また、警視庁高井戸署の警察官が、中学3年の男子生徒への事情聴取で声を荒げた音声が公開された事件を例に、60年前と取り調べの実態が変わっていないことにも言及。台湾の取調室では録画も、弁護士の立ち合いも当たり前になっている現実と比較し、冤罪を生み出す旧態然とした司法制度について非難した。

安田さんは、「差別をなくし、人権を確立することが裁判の目標であり、石川さんの願いでもある。
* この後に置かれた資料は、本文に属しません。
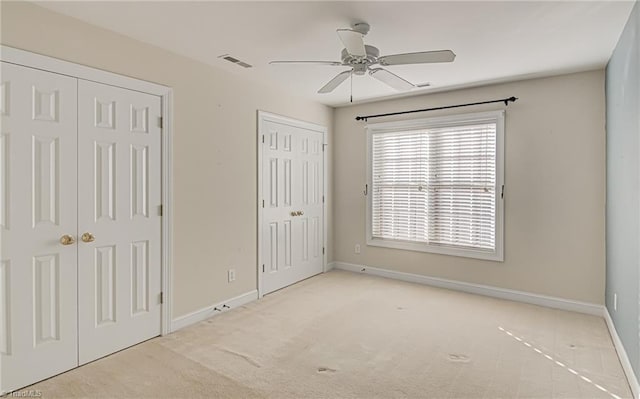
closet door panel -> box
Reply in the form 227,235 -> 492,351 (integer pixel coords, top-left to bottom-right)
0,62 -> 78,394
77,80 -> 162,365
再審無罪判決を勝ち取って『みえない手錠をはずすまで』(2014年公開の金聖雄監督によるドキュメンタリー映画のタイトル)ともに闘いましょう」と訴えて講演を結んだ。

要請行動に参加した日本基督教団部落解放センター主事の上野玲奈さんは、今回の要請行動について、「部キ連、NCC、日本カトリック部落差別人権委員会、日本基督教団部落解放センターの4団体が呼び掛け、実現した。これまでも各団体がそれぞれに要請行動を行ってきたが、このような形で行われたのは初めて」と、その意義を強調した上で、「要請文を裁判所職員に手渡す際、各教派・団体の議長などが、聖書の言葉を引用したり世界の教会とのつながりを説明したりするなどしながら、高齢の石川さんのために裁判所が誠実に動くよう求めることができた。この活動には長年関わってきた方々が多いが、狭山事件をよく知らないかもしれない若い世代の方々にも思いを寄せてもらえるよう、努めたい」と抱負を語った。